You say it’s your birthday
Today is my 35th birthday and honestly, I can’t believe I’m 35. I know some of y’all are thinking 35 isn’t old and it’s really not, but it’s not an age I ever imagined myself being. Last year when I turned 34, I told P. “You know 34 is really the last age where you sound young.” He said “I hate to tell you, but 34 doesn’t really sound that young.” Oh, he’s a smooth talkin’ devil.
Gulley’s taking me to lunch today to celebrate. A real live adult lunch that won’t involve high chairs or chicken fingers cut up in a million pieces or a 9 month old throwing up saltine crackers. We’ll actually get to visit and laugh without someone saying “excuse me mama, excuse me mama, EXCUSE ME MAMA.”
Then tonight, I think P. is going to cook me a steak dinner which is one of my favorite things in the world. Give me a steak with some grilled jalapenos stuffed with cream cheese and I’m a happy girl or woman seeing as how I’m 35.
So, what did I think 35 would look like? I don’t know for sure, but I think it involved 3 kids in a minivan, being President of the PTA, not caring about fashion and how I looked, and having a husband that wore a suit to work everyday. I thought I would be very wise and very mature…you know, from all my life experience.
What does it look like now that I’m here? Well, I have one child and don’t know that I’m going to have another one, therefore we don’t really need a minivan. Caroline is 3, so while I may volunteer for the fall festival at her preschool, I’m a long way from President of the PTA. I still want to look cute in my jeans (although y’all know how I feel about the return of the skinny leg and I can’t even discuss this whole leggings and miniskirt thing) and read InStyle as soon as it comes out every month.

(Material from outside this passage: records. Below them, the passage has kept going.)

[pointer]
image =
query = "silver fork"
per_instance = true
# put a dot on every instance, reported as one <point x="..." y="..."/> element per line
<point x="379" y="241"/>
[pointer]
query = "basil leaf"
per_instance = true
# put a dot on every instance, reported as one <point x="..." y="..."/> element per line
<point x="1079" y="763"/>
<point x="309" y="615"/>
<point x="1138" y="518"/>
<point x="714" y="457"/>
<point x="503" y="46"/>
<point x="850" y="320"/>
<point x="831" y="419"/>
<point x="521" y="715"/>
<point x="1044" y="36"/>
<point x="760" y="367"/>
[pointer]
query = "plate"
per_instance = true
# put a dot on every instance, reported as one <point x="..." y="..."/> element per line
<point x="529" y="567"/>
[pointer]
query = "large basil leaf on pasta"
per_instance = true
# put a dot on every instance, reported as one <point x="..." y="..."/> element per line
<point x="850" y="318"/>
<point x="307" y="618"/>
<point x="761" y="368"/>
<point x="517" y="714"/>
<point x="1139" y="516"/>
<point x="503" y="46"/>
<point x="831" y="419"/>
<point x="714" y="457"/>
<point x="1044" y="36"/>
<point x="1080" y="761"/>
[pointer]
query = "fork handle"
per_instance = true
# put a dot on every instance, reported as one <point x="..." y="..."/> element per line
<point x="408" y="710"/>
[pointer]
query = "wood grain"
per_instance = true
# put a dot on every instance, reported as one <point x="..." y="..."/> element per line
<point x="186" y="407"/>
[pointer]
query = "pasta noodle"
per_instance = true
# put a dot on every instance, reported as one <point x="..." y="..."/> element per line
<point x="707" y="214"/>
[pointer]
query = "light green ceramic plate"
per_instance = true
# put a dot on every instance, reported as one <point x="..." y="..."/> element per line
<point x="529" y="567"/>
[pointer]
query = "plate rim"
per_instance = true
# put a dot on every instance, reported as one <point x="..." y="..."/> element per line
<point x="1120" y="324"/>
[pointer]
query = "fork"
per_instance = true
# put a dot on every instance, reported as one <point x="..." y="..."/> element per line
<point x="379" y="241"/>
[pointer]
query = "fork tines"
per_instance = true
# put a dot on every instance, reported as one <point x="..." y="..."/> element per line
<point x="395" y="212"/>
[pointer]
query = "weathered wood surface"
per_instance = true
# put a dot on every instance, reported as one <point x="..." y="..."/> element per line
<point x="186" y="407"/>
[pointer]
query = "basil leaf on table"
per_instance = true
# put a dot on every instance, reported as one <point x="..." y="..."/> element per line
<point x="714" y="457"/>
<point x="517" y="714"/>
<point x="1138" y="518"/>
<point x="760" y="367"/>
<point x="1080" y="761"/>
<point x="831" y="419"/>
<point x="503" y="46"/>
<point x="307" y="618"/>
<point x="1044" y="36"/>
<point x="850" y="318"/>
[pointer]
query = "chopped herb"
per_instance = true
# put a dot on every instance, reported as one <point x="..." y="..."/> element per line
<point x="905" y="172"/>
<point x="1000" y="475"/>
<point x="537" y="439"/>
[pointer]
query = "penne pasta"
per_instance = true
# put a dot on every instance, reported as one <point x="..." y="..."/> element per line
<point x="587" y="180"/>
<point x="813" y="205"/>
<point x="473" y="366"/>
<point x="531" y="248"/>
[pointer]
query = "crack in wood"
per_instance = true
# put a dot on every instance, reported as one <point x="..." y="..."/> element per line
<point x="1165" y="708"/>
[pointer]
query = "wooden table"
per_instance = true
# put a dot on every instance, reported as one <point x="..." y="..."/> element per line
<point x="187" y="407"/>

And as far as my husband wearing a suit everyday, well P. is a youth minister and owns a landscape company, so unless he’s performing a wedding for someone, suits just aren’t that practical in the Texas heat.

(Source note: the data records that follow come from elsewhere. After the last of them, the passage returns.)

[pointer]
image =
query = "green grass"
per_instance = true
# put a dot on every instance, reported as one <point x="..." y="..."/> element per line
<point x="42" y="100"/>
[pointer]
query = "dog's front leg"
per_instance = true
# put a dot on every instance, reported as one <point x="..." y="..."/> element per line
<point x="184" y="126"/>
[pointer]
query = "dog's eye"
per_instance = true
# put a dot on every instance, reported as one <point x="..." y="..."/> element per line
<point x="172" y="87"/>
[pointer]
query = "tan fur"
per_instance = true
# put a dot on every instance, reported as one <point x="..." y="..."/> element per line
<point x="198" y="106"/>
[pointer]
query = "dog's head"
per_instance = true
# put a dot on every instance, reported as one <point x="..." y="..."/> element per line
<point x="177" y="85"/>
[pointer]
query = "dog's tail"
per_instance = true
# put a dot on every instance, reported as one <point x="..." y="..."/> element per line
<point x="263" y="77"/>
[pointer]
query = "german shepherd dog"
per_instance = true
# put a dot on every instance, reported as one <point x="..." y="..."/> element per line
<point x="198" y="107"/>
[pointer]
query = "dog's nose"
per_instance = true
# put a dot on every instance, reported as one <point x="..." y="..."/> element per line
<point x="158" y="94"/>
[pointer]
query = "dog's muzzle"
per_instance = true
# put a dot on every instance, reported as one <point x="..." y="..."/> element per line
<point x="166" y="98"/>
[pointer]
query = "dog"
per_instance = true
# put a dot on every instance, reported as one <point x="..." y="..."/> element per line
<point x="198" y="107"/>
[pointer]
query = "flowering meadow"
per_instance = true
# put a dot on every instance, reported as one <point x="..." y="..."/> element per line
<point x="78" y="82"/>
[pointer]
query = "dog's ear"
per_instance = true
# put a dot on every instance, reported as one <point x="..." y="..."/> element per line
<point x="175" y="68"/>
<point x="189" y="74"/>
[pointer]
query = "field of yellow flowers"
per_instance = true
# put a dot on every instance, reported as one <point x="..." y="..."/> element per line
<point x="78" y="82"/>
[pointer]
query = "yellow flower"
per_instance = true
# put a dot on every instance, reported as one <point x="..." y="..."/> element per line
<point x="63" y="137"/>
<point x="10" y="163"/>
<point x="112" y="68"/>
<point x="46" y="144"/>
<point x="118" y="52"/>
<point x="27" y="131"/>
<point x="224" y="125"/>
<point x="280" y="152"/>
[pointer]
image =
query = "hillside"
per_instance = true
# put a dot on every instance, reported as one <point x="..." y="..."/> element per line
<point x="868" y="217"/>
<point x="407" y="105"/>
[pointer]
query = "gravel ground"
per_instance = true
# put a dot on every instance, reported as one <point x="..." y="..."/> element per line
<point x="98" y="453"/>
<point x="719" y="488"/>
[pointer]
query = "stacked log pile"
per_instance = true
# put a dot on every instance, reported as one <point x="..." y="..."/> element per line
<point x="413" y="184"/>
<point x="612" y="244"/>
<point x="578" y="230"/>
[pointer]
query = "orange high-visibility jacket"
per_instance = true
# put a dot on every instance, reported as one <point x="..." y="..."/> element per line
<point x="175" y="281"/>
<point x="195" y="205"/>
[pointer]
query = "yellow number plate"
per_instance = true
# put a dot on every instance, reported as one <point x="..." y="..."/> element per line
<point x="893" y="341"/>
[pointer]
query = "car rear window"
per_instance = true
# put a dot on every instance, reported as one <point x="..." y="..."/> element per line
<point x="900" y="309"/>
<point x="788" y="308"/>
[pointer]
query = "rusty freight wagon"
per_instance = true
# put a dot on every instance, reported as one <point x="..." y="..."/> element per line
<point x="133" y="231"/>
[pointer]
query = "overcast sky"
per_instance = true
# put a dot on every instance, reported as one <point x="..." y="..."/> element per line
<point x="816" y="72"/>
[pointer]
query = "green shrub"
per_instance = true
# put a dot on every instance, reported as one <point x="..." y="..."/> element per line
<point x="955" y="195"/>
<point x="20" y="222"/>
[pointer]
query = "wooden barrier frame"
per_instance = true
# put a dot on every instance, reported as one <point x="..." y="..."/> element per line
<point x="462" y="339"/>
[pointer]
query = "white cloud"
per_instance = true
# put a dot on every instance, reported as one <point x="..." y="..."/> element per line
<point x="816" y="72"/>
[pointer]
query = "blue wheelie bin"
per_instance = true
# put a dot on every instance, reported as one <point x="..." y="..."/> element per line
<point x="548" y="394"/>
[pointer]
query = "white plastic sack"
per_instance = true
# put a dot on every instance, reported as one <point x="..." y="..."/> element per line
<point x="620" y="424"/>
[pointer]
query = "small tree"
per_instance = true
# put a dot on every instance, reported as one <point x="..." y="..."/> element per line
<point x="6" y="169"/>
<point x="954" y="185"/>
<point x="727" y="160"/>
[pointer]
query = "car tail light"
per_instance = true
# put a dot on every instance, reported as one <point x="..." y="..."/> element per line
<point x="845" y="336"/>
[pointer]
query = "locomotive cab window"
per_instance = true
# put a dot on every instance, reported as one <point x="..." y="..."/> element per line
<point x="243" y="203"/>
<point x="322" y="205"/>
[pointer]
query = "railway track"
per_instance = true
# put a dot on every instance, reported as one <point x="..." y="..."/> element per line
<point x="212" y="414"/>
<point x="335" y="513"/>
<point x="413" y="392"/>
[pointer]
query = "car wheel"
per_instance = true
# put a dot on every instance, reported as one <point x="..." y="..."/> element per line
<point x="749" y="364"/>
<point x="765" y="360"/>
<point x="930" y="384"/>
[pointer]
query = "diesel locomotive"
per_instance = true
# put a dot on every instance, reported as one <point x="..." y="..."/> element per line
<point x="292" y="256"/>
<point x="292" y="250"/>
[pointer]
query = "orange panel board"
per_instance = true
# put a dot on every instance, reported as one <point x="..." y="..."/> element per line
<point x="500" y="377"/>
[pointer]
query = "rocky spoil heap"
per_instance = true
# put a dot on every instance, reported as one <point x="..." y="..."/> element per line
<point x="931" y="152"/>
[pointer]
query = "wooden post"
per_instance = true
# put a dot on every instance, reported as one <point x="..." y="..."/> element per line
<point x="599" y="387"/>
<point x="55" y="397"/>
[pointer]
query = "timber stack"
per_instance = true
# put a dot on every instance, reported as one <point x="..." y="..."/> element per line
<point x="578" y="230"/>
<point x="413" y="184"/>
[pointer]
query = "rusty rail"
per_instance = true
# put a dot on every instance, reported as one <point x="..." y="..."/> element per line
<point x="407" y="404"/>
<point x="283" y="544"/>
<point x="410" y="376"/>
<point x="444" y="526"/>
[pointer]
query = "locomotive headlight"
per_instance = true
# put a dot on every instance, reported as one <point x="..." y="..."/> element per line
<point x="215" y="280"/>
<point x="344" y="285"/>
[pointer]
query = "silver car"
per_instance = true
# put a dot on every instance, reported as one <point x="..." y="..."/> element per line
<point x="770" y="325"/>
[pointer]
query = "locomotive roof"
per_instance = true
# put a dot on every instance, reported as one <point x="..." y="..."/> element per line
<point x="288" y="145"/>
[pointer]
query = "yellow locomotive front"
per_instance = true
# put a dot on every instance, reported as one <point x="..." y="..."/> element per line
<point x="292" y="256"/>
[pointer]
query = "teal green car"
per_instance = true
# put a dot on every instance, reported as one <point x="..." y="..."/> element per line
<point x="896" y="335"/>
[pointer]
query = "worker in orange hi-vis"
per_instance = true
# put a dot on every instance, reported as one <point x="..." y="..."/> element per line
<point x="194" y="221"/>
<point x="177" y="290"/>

As far as being wise and mature, well…I definitely have more wisdom now than I did in my twenties but honestly, that just means I have enough sense not to ride with a total stranger to Oklahoma City (a story for another time).
And can you be considered mature when you laugh every. single. time. that your child toots or holds her own nose when she poops?
I have to say that reality is better than anything I could have imagined. It may not be perfect, but who needs perfection? As a wise,mature 35 year old, I’ve learned that perfection isn’t all it’s cracked up to be.